Capítulo 28
John Smith

Más poderosa es la pluma… llegó a Silverstream. Por lo visto, prácticamente todo el mundo había encargado un ejemplar. A las doce en punto la señora Featherstone Hogg estaba al teléfono movilizando a sus tropas.

—Es Barbara Buncle, por supuesto —le dijo al señor Bulmer—. ¿Quién podía imaginar que esa mosquita muerta tuviera la audacia de escribir libros tan infames? Supongo que habrá leído el nuevo. ¡Es peor!

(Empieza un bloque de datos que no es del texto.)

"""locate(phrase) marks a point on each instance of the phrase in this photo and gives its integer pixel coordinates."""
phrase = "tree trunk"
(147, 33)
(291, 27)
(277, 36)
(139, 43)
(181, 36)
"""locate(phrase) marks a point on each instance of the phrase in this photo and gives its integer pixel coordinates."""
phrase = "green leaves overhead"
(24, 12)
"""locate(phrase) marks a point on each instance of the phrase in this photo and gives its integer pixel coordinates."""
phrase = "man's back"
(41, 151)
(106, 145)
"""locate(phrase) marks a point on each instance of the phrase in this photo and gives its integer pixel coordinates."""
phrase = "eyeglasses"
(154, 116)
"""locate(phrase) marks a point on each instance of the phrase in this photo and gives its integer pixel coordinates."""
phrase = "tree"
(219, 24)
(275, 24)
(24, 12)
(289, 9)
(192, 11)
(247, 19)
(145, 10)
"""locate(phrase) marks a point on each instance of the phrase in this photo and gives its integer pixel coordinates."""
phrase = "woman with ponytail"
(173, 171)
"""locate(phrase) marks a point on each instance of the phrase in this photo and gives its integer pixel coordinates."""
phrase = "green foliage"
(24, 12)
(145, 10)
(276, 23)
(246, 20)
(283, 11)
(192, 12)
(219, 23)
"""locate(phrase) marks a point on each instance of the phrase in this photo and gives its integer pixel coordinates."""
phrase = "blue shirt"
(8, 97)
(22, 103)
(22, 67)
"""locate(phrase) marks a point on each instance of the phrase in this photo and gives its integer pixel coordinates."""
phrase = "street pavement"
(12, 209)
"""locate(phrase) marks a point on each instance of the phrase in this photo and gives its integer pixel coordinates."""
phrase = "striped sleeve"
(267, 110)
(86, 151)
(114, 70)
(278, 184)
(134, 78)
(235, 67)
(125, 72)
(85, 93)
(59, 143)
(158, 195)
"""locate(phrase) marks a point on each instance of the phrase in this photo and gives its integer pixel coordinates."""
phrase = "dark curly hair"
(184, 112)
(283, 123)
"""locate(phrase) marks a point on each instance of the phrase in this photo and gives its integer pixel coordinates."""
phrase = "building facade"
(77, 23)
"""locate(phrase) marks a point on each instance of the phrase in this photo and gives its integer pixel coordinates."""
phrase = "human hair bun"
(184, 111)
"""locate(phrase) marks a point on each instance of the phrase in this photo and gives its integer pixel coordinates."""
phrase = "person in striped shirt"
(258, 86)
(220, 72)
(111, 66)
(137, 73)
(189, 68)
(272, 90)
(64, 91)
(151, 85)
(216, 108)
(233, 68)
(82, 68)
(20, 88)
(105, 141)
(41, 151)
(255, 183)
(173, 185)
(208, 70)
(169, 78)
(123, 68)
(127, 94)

—Le he echado una ojeada… un vistazo por encima, nada más —contestó el señor Bulmer, aunque no había despegado la nariz del libro desde el momento en que lo recibió—. No vale la pena leerlo.

—Y que usted lo diga —convino la señora Featherstone Hogg—. Yo también le he echado una ojeada, pero solo para ver si encontraba alguna pista de la identidad de John Smith y, en efecto, ahora ya no me cabe la menor duda.

El señor Bulmer le dio la razón.

—Paso a recogerlo en el Daimler dentro de diez minutos —añadió la señora Featherstone Hogg—. Supongo que no podemos hacer nada contra ella, pero sí podemos ir a la Casita de Tanglewood y ponerle las peras a cuarto.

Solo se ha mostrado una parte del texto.